With towering floats, thundering drum sections and gorgeous dancers in sparkling, barely-there outfits, each samba school will vie for the coveted title of carnival champions.
But beyond the glitter, carnival also raises pressing political and social issues.
Many of the parades this year will pay tribute to little-known heroes of black history or celebrate Brazil's African and Indigenous roots.
One famed school, Salgueiro, will tell the story of the Yanomami Indigenous people, who are suffering a humanitarian emergency blamed on illegal gold mining in the Amazon rainforest.
Their plight reached crisis level under far-right ex-president Jair Bolsonaro. But his successor, veteran leftist Luiz Inacio Lula da Silva, has struggled to reverse the unfolding tragedy.

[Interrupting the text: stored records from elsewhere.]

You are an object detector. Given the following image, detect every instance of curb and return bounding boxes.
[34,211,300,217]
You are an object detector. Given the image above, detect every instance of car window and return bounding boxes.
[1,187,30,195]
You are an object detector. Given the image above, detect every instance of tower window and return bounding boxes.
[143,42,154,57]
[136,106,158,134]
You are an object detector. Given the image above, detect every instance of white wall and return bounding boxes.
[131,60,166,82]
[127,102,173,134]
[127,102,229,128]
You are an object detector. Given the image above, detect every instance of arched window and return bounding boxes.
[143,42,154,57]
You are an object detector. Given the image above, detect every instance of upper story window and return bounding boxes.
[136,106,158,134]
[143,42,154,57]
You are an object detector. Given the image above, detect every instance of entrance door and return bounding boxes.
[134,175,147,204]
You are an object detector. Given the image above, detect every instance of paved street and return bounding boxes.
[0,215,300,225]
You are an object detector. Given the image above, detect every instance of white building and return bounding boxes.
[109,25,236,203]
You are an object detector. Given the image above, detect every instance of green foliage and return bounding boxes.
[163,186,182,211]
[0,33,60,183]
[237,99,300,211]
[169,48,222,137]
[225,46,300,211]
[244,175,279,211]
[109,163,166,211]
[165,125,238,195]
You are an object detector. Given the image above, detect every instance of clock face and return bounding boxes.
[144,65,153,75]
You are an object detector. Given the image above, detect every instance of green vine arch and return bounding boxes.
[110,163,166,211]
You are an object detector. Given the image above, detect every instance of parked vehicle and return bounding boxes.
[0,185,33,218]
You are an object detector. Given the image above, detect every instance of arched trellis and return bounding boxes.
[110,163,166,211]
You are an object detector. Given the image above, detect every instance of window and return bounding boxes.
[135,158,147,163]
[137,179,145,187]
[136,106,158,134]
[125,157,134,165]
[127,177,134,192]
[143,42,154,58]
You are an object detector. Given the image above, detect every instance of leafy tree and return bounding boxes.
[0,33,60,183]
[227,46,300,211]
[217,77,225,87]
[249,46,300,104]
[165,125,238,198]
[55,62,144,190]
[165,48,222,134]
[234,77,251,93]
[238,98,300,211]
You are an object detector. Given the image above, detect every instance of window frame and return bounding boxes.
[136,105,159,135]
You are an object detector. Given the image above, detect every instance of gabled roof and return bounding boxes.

"The samba school parades continue to be a place for Brazil to self-reflect," says anthropologist Mauro Cordeiro.
"Rio carnival is a space where we talk about Brazil's fundamental political and social issues."
Not that there isn't plenty of room for silliness and fun: the biggest hit single of the 2024 parades is a light-hearted samba singing the praises of the cashew fruit.
But carnival is also serious business.
The party, which is projected to bring in more than $1 billion in revenues this year, faces many of the same problems as Brazil at large.
With Rio suffering from violent crime, authorities have announced they will deploy thousands of police during carnival.
They are also facing an outbreak of mosquito-borne dengue fever, which has killed some 50 people. Rio declared a public-health emergency Monday, and organizers plan to distribute mosquito repellent at the Sambadrome.
None of that is expected to break the magic of carnival, or hold back the samba schools -- institutions rooted in poor neighborhoods that revel in putting Rio's marginalized masses at the center of attention for two nights.
One is the iconic Mangueira, named for the "favela," or slum, where it was born 96 years ago, a stone's throw from the famed Maracana football stadium.
This year, the pink and green-sporting school will pay tribute to samba star Alcione to mark the 50th year of her career.
The multi-platinum singer co-founded Mangueira's youth program 36 years ago.
"It's very moving, because Alcione had a huge impact on our lives," says Mangueira native Barbara Rachel, who came up in the youth program herself and is today its cultural director.
"Not just my life, but the lives of an entire generation," says the 30-year-old, whose students will strut their stuff in their own parade when Rio holds its children's carnival Tuesday.
The next generation is set to keep the tradition alive. As Alcione sings in one of her best-known songs, "Don't Let the Samba Die."